Golden State Warriors forward Kevin Durant has been sidelined since Game 5 of the NBA Conference Semi-Finals with an calf strain. MOS Sports Medicine physician Dr. Nicholas Dutcheshen offered his insight on a calf strain and what one can expect when they experience and recover from this injury.
A calf strain is essentially a tear of the gastrocnemius muscle of the calf. It does not involve the Achilles tendon. It usually occurs on the inner (medial) gastrocnemius, higher up on the calf. It is a very common injury and is referred to as “tennis calf.” The injury is the result of an athlete suddenly accelerating, causing the muscle to tear.
These strains can vary in severity. However, as one can imagine, it may take several days or even weeks to heal. Commonly, blood gravitates toward the ankle and foot. The patient reports difficultly walking, especially pushing off.
These strains are easily diagnosed by an orthopedic surgeon through a thorough history and physical examination. Advanced imaging, such as an MRI is almost never needed. Nonetheless, in high level athletes, an MRI may be helpful in predicting a return to play and healing time.

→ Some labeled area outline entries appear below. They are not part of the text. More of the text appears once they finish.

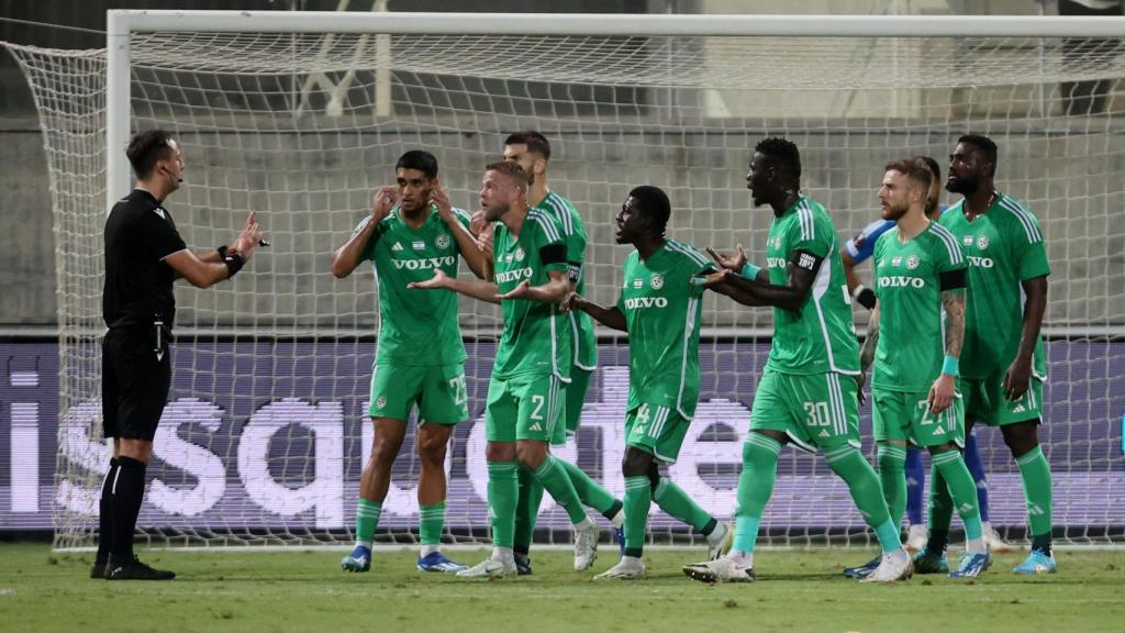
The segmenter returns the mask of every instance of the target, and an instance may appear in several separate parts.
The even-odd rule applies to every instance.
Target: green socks
[[[576,464],[572,464],[570,462],[566,462],[564,460],[556,461],[559,466],[566,471],[567,476],[570,479],[570,484],[574,485],[574,491],[578,493],[578,499],[584,506],[594,508],[602,515],[605,515],[618,503],[618,500],[613,498],[613,494],[610,494],[609,490],[602,488]]]
[[[586,520],[586,509],[582,507],[582,501],[578,500],[578,493],[575,491],[574,484],[570,483],[566,470],[559,464],[561,462],[556,460],[554,455],[547,455],[543,463],[536,469],[536,480],[547,489],[555,502],[566,510],[570,523],[578,525]]]
[[[368,501],[360,498],[356,506],[356,543],[371,546],[375,541],[375,528],[379,526],[379,515],[382,514],[382,501]]]
[[[423,545],[441,544],[446,531],[446,502],[418,506],[418,540]]]
[[[902,547],[899,526],[891,521],[891,515],[883,500],[879,476],[871,464],[853,446],[842,446],[825,452],[828,466],[847,483],[848,492],[863,519],[875,531],[883,552],[894,552]],[[903,460],[906,456],[903,455]],[[903,481],[903,487],[906,481]]]
[[[754,552],[758,540],[762,512],[773,496],[777,478],[781,443],[760,433],[750,431],[742,443],[742,474],[738,475],[738,506],[735,508],[735,544],[737,552]],[[628,520],[626,510],[626,520]]]
[[[493,546],[511,549],[515,543],[515,505],[520,494],[515,462],[488,462],[488,516]]]
[[[536,535],[536,520],[539,518],[539,506],[543,501],[543,487],[536,481],[536,475],[528,469],[519,466],[519,502],[515,506],[515,553],[526,554],[531,549],[531,540]]]
[[[976,484],[965,465],[965,460],[956,451],[946,451],[933,455],[934,467],[942,473],[942,479],[953,498],[953,506],[965,526],[965,538],[975,541],[981,537],[981,510],[976,501]]]
[[[626,555],[640,558],[645,549],[648,511],[652,507],[652,489],[648,478],[626,478]]]
[[[708,527],[714,527],[714,518],[668,478],[660,478],[652,493],[652,500],[665,514],[692,526],[698,534],[708,533]]]
[[[1024,482],[1027,499],[1027,525],[1033,546],[1051,550],[1051,465],[1043,455],[1043,447],[1036,446],[1019,457],[1019,479]]]
[[[907,449],[890,444],[879,445],[879,479],[891,523],[902,525],[907,510]]]

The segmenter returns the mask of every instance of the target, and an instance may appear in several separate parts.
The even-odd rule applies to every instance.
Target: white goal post
[[[612,217],[632,186],[669,193],[672,237],[741,243],[753,260],[768,230],[745,190],[758,140],[798,144],[803,189],[843,242],[878,217],[886,162],[927,154],[944,168],[961,134],[993,137],[998,186],[1038,217],[1052,264],[1042,437],[1056,536],[1125,541],[1122,39],[1125,18],[115,10],[104,51],[9,46],[39,108],[56,209],[56,546],[88,544],[97,527],[100,231],[130,186],[129,135],[153,127],[183,146],[184,184],[168,206],[189,244],[230,239],[251,209],[272,242],[237,292],[177,289],[173,387],[138,524],[153,543],[351,538],[378,310],[370,270],[334,279],[327,253],[403,152],[433,152],[453,204],[471,209],[483,167],[526,128],[552,144],[550,186],[583,216],[586,285],[601,303],[621,283],[628,249]],[[317,73],[341,88],[308,92]],[[1077,82],[1107,89],[1099,112],[1065,112],[1061,86]],[[729,520],[772,313],[712,296],[703,312],[700,409],[668,474]],[[460,318],[472,419],[450,449],[447,529],[475,543],[488,535],[483,408],[500,319],[471,301]],[[598,341],[583,430],[559,454],[620,496],[627,345],[602,330]],[[870,408],[863,420],[870,452]],[[981,429],[978,444],[991,523],[1022,538],[1018,471],[999,433]],[[412,451],[408,440],[395,466],[384,542],[416,540]],[[540,527],[539,541],[569,538],[550,502]],[[698,542],[659,511],[651,537]],[[786,451],[763,540],[871,535],[824,461]]]

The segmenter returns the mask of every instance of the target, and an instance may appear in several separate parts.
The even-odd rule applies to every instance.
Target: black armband
[[[875,309],[875,291],[861,286],[860,292],[855,293],[855,301],[860,305],[866,307],[867,310]]]
[[[234,277],[235,273],[242,270],[243,265],[246,264],[246,259],[242,257],[242,253],[233,253],[223,258],[223,264],[226,264],[226,278],[230,279]]]
[[[938,275],[942,279],[942,292],[945,291],[956,291],[969,286],[969,269],[958,268],[956,270],[946,270]]]
[[[809,251],[796,250],[793,251],[793,256],[789,258],[789,261],[790,264],[796,266],[798,268],[816,274],[817,270],[820,268],[820,262],[824,261],[824,259],[825,258],[817,257]]]
[[[539,261],[543,266],[550,266],[551,264],[566,264],[566,244],[547,244],[546,247],[539,249]]]
[[[582,262],[568,261],[566,271],[567,271],[567,277],[570,279],[570,282],[577,284],[578,279],[582,278]]]

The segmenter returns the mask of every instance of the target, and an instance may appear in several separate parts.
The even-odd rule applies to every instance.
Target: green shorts
[[[1002,427],[1043,419],[1043,381],[1032,377],[1027,393],[1016,400],[1004,395],[1004,374],[988,378],[957,378],[957,390],[965,396],[965,419],[990,427]]]
[[[565,443],[565,386],[554,374],[510,378],[494,375],[488,383],[488,402],[485,404],[486,439]]]
[[[663,464],[676,463],[688,420],[662,404],[641,404],[626,413],[626,446],[639,448]]]
[[[872,387],[872,420],[875,442],[909,442],[915,446],[965,446],[964,403],[956,394],[953,404],[934,416],[926,401],[929,392],[890,391]]]
[[[854,376],[836,372],[799,375],[766,369],[754,392],[750,430],[784,433],[811,453],[818,447],[860,448],[858,386]]]
[[[582,424],[582,407],[586,403],[586,392],[590,390],[590,376],[594,372],[570,367],[570,384],[566,385],[566,436],[578,433]]]
[[[418,422],[456,425],[469,419],[465,365],[416,367],[378,363],[371,375],[372,418],[406,420],[417,407]]]

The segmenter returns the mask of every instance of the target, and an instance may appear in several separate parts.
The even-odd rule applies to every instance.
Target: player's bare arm
[[[1047,309],[1047,278],[1034,277],[1020,282],[1024,288],[1024,327],[1019,335],[1019,351],[1004,376],[1004,393],[1008,400],[1017,400],[1027,393],[1032,380],[1032,357],[1035,342],[1043,327],[1043,313]]]
[[[539,286],[532,286],[526,279],[511,291],[496,295],[497,300],[523,298],[538,301],[540,303],[562,303],[567,293],[570,292],[570,280],[567,279],[566,271],[550,270],[547,273],[550,280]],[[497,301],[498,303],[498,301]]]
[[[397,200],[398,190],[395,187],[381,187],[371,196],[370,221],[352,233],[348,241],[332,253],[332,274],[338,279],[351,275],[359,266],[368,242],[372,238],[378,239],[379,223],[390,215],[390,209],[395,208]]]
[[[945,356],[960,358],[961,347],[965,339],[965,293],[956,291],[942,292],[942,307],[945,309]],[[953,374],[942,373],[934,385],[929,387],[929,410],[935,416],[953,404],[956,378]]]
[[[496,284],[467,277],[450,277],[440,268],[434,269],[433,277],[425,282],[412,282],[406,287],[418,291],[448,289],[478,301],[500,303]]]
[[[762,274],[764,271],[758,271],[758,277],[755,279],[747,279],[741,275],[728,273],[729,269],[708,275],[703,285],[713,287],[723,283],[729,284],[732,289],[739,292],[735,294],[724,292],[722,294],[742,305],[774,305],[790,312],[800,312],[809,298],[812,282],[817,278],[820,265],[819,257],[806,251],[794,251],[793,257],[785,266],[789,278],[784,286],[763,282]]]

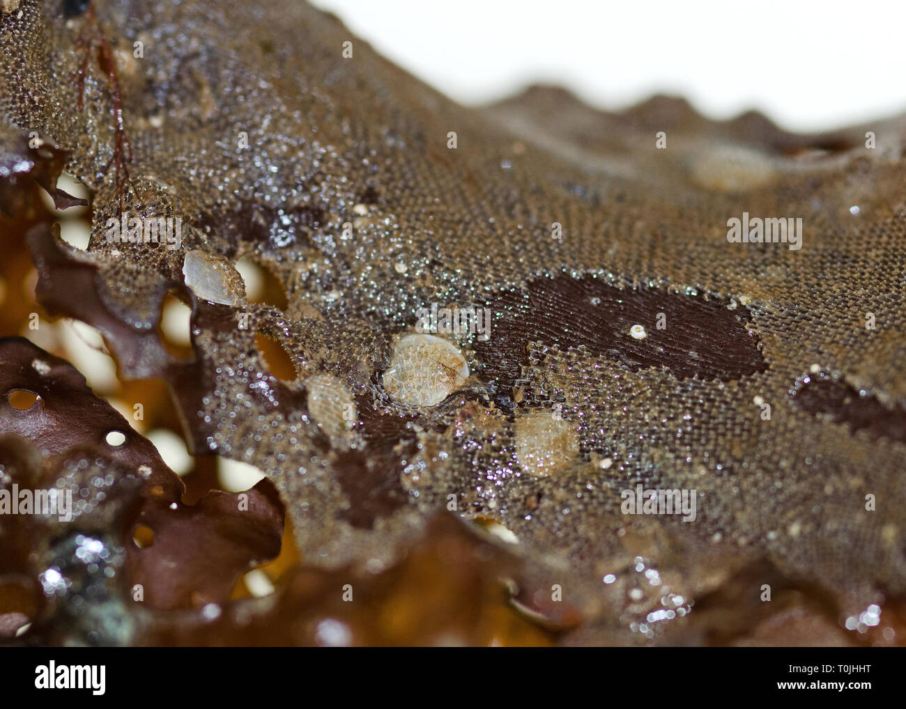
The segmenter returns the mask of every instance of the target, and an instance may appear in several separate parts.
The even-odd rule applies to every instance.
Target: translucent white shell
[[[308,413],[328,436],[343,436],[356,420],[352,392],[336,377],[315,374],[305,379]]]
[[[516,455],[522,469],[549,475],[579,453],[574,428],[547,412],[533,412],[516,422]]]
[[[401,404],[433,407],[459,388],[468,365],[459,348],[435,335],[405,335],[393,348],[384,390]]]

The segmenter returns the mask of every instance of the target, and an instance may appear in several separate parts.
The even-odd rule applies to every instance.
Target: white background
[[[313,0],[464,103],[536,81],[602,108],[660,91],[790,129],[906,110],[906,3]]]

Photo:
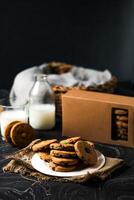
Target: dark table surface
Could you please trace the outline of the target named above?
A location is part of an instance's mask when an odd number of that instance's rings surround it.
[[[133,87],[117,88],[116,93],[134,96]],[[58,128],[57,128],[58,127]],[[61,136],[59,125],[56,130],[41,133],[40,137]],[[96,144],[96,148],[105,156],[122,158],[125,165],[113,172],[105,181],[89,180],[83,184],[36,181],[19,174],[4,173],[2,167],[8,162],[3,154],[17,148],[0,139],[0,200],[132,200],[134,199],[134,148]]]
[[[61,131],[41,133],[42,138],[60,137]],[[61,183],[36,181],[19,174],[4,173],[2,167],[8,162],[3,154],[17,148],[0,140],[0,200],[129,200],[134,199],[134,148],[96,144],[105,156],[123,158],[125,165],[113,172],[105,181],[89,180],[86,183]]]

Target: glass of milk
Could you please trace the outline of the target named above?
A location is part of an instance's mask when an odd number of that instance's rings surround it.
[[[5,130],[13,121],[28,122],[27,102],[19,104],[16,98],[0,99],[0,128],[2,139],[5,140]]]

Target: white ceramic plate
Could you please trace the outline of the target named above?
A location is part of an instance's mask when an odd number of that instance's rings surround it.
[[[96,152],[98,155],[98,161],[95,166],[87,167],[82,170],[76,170],[76,171],[72,171],[72,172],[55,172],[55,171],[51,170],[48,166],[49,163],[41,160],[37,153],[35,153],[33,155],[31,162],[32,162],[32,166],[34,169],[36,169],[37,171],[39,171],[43,174],[46,174],[46,175],[59,176],[59,177],[80,176],[80,175],[87,174],[88,172],[90,174],[92,174],[104,166],[105,156],[97,150],[96,150]]]

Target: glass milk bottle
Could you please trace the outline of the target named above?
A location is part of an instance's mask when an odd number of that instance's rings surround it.
[[[38,74],[30,91],[29,124],[37,130],[49,130],[55,126],[55,98],[47,75]]]

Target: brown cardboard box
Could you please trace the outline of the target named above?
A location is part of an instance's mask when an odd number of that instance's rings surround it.
[[[64,136],[134,147],[134,98],[71,90],[62,95]]]

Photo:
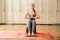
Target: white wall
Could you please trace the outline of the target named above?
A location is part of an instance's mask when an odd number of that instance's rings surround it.
[[[37,24],[60,23],[60,0],[0,0],[0,23],[26,23],[26,10],[35,3]]]

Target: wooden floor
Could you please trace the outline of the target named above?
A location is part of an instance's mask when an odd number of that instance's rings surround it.
[[[37,25],[37,32],[47,31],[53,37],[54,40],[60,40],[60,28],[56,28],[53,25]],[[0,31],[26,31],[26,25],[0,25]],[[30,40],[30,39],[20,39],[20,38],[0,38],[0,40]],[[36,40],[36,39],[32,39]],[[41,39],[38,39],[41,40]]]

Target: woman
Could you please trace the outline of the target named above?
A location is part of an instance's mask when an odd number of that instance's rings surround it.
[[[27,35],[30,36],[35,36],[36,35],[36,21],[35,19],[39,19],[40,16],[36,14],[35,11],[35,5],[31,4],[31,8],[29,9],[29,11],[27,12],[27,14],[25,15],[25,18],[28,19],[27,22]]]

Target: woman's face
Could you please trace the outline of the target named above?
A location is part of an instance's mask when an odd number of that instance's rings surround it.
[[[34,4],[31,4],[31,6],[30,6],[31,8],[34,8],[35,7],[35,5]]]

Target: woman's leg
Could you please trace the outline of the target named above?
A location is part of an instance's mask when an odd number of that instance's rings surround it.
[[[36,34],[36,21],[32,20],[32,32]]]
[[[30,27],[31,27],[31,20],[28,20],[28,22],[27,22],[27,33],[30,33]]]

Treatment is always conservative consisting of rest, ice, compression with an ACE bandage, anti-inflammatory medicines and sometimes a walking boot for more severe injuries. Surgery is almost never needed. Return to play occurs once the pain, swelling and bruising all resolve. It is common to continue “tweaking” the injury if return to play occurs too quickly. Stretching the calf muscle well and adequate hydration are the mainstays of prevention of this injury.
In Durant’s case, he likely has a moderate (Grade 2) strain. Nonetheless, other than the above treatments, the injury takes time to heal and there is very little one can do to speed it up.